Erdoğan reminded that two emergency hospitals with 1,008 beds each, Basaksehir Cam and Sakura City Hospital with 2,682 beds, and Okmeydanı Prof. Dr. Cemil Taşçıoğlu City Hospital with 600 beds were also opened in Istanbul during the outbreak.
The president also warned Turkish nation of increased case and death numbers from the coronavirus, and called on people to continue using masks, keeping social distance and giving importance to hygiene.
Strengthening health infrastructure
Health Minister Fahrettin Koca told the ceremony that Turkey has taken another step by opening another hospital that will add further strength to the country’s health system.
Noting that the novel coronavirus outbreak showed the world the importance of investing in health, Koca said it also shows why these investments should be in the center of the development.

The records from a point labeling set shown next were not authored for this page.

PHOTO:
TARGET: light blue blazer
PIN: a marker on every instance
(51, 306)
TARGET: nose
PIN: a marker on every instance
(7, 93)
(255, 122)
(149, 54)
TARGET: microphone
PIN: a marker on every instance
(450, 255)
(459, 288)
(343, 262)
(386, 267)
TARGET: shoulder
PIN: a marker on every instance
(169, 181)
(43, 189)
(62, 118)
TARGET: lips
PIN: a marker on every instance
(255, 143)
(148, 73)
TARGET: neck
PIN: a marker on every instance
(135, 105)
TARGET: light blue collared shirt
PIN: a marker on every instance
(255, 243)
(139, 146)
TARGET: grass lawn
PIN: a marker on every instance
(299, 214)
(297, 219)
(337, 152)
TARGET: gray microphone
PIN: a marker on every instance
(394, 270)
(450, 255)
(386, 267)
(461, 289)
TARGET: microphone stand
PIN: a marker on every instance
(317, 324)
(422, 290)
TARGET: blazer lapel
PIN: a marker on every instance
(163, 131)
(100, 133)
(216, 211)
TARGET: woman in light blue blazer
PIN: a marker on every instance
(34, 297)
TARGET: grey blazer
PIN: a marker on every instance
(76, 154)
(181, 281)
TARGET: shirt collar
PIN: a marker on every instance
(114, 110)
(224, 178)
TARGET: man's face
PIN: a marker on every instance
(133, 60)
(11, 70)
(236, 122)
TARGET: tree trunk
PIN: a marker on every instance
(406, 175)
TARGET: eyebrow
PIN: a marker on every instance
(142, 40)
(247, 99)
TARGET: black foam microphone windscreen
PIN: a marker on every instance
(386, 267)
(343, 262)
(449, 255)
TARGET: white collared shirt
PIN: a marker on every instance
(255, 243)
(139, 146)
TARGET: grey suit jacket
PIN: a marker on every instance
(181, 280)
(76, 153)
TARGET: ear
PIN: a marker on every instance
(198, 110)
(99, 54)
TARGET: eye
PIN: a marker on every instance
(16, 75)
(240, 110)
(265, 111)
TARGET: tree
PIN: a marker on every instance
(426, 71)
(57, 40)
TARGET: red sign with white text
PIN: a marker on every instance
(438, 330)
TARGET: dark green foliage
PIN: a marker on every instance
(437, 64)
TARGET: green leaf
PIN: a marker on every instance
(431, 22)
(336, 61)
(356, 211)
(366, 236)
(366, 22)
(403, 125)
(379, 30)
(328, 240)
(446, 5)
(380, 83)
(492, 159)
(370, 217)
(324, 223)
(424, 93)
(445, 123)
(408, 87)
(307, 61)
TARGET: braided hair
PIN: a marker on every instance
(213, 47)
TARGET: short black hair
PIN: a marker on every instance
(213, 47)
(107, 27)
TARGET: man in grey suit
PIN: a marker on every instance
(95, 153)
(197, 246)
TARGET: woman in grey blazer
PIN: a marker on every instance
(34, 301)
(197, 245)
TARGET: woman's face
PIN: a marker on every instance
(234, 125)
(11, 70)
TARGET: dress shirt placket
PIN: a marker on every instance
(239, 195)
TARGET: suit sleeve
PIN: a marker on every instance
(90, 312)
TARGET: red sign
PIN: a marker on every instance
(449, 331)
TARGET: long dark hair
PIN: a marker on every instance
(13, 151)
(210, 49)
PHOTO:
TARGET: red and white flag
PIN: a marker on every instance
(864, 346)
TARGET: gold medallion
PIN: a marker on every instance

He added that countries need a solid health system, developed infrastructure and committed health workers more in such times.
“Firstly, the risk of outbreak isn’t over,” Koca said, adding the normalization process does not mean to taking steps backward.
He also said that controlled social life is also a key during the process, and urged people to keep adhering to social distancing rules.
Speaking about the hospital, Koca said it was partially opened due to the COVID-19 fight.
“When it starts serving with full capacity, the hospital will have 155 polyclinics, 535 beds, including 60 in intensive care and 304 single bed rooms, and 28 operation theaters,” Koca added.